Higher tax allowance does little for low earners – as little as 15% benefit will go to lowest-income half of the population
Responding today to the Prime Minister’s speech at the Conservative Conference, Alison Garnham, Chief Executive of Child Poverty Action Group, said:
“What was missing in the PM’s speech was any recognition that independent projections show that child poverty rates are set to soar.
“We know that raising the personal tax allowance is an ineffective way of supporting low paid families. Independent analysis shows that just 15% of the £12 billion required to raise the PTA to £12,500 would go to working families in the lowest-income half of the population.(1) Many simply don’t earn enough to benefit from this policy, and those that do just see their benefits and tax credits withdrawn as their incomes rise.
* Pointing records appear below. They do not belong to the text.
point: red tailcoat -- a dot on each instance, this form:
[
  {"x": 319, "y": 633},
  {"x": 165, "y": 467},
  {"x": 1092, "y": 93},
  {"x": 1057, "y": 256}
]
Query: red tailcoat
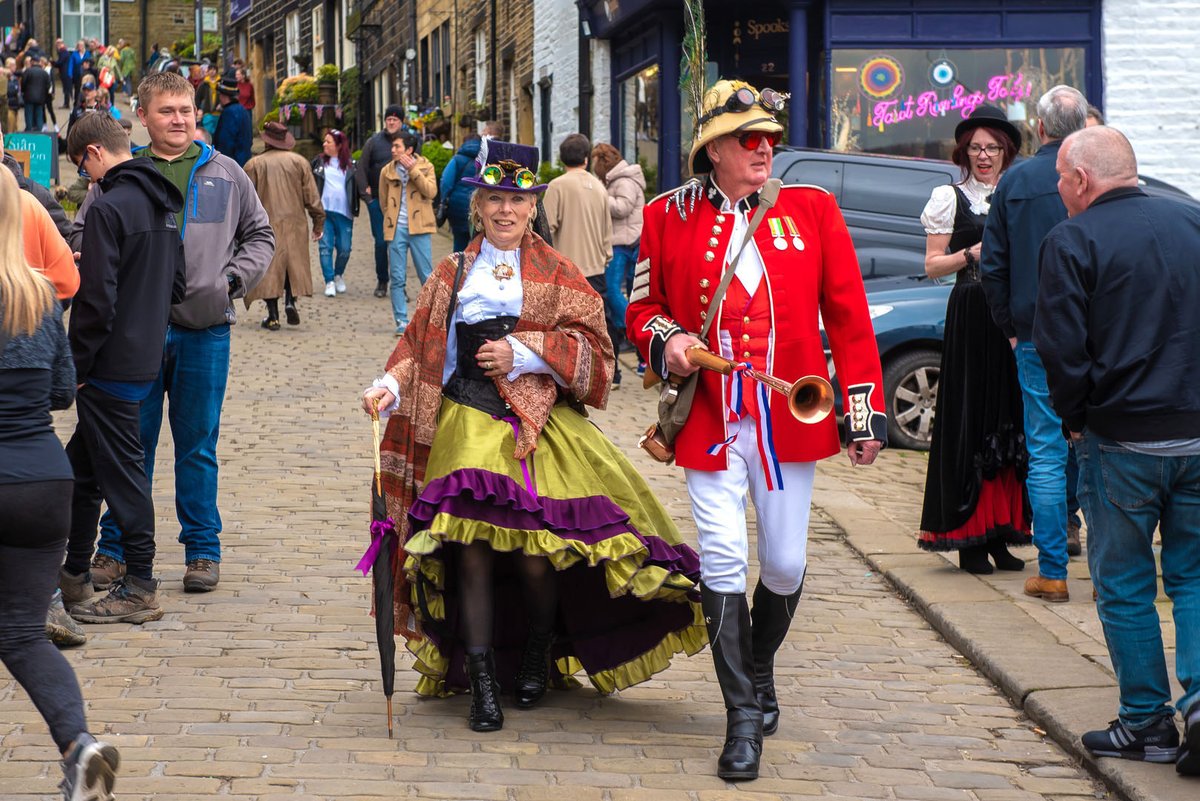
[{"x": 814, "y": 277}]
“When two thirds of poor children come from working families, they and their families deserve better than this. As the IFS has pointed out, rather than raise the tax allowance or introducing a new 10p tax band, the next government could provide more effective help for the low paid at a significantly lower cost by investing in tax credits and universal credit.”
Notes to Editors
(1). For IFS analysis on increasing the personal tax allowance to £12500, please see page 155 of http://www.ifs.org.uk/budgets/gb2014/gb2014_ch7.pdf
Overall, the numbers underlying Figure 7.4 imply that 69% (£8.4 billion) of the £12.2 billion per year giveaway would go to working families in the top half of the income distribution, and a further 16% (£1.9 billion) would go to non-working families (mostly pensioners). Just 15% (£1.9 billion) would go to working families in the lowest-income half of the population.
- CPAG is the leading charity campaigning for the abolition of child poverty in the UK and for a better deal for low-income families and children.
- CPAG is the host organisation for the Campaign to End Child Poverty coalition, which has members from across civil society including children’s charities, faith groups, unions and other civic sector organisation, united in their campaigning for public and political commitment to ensure the goal of ending child poverty by 2020 is met.